Tafelgerei en plaatsvoorzetsels in het Nederlands
Deze les is bedoeld voor beginnende taalleerders (niveau A1) die Nederlands willen leren rondom het thema 'Tafelgerei'. Je leert belangrijke voorwerpen die je zowel gebruikt om aan tafel te eten als om mee te koken. Denk aan woorden als de vork, het glas, de pan en de kom. Deze woorden helpen je om je omgeving te beschrijven en basisinstructies te geven.
Voorzetsels van plaats
Daarnaast oefen je met de belangrijkste voorzetsels van plaats, zoals aan, in, onder en naast. Hiermee kun je nauwkeurig aangeven waar dingen staan of liggen, bijvoorbeeld: "Het glas staat naast het bord op de tafel." of "De kom staat in het kastje boven de wasbak." Dit is essentieel om tafels te dekken en dingen te vinden in de keuken.
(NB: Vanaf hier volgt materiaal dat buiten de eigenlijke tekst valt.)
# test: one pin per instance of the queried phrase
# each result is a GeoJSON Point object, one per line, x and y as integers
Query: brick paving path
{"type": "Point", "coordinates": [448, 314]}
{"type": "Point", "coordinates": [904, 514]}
Praktische zinnen en dialogen
De les bevat ook praktische dialogues waarin je leert vragen te stellen en beschrijvingen te geven over servies en keukengerei. Je oefent met het leggen van het bestek en het klaarzetten van de tafel voor gasten en koffiebijeenkomsten. Hierdoor bouw je vertrouwen in alledaagse situaties.
Werkwoorden en vervoegingen
Naast zelfstandige naamwoorden en voorzetsels bevat de les ook veelvoorkomende werkwoorden, zoals snijden, leggen, zetten, helpen, doen en staan. De vervoegingen van deze werkwoorden in de onvoltooid tegenwoordige tijd helpen je om zinnen correct te vormen.
Uniek aspect: Nederlandse voorzetsels vs. instructies in het Nederlands
In het Nederlands worden veel voorzetsels gebruikt om plaats aan te geven, zoals naast (naast), op (op), in (in). Dit verschilt soms van instructietaal in andere talen waar minder voorzetsels worden gebruikt. Handige zinnen die je kunt gebruiken zijn bijvoorbeeld: "Kun je het bestek aan de rechterkant leggen?" of "Ik zet de pan op het vuur om te koken." Deze zinnen zijn typisch Nederlands en helpen je om duidelijk te maken waar iets hoort of gebeurt.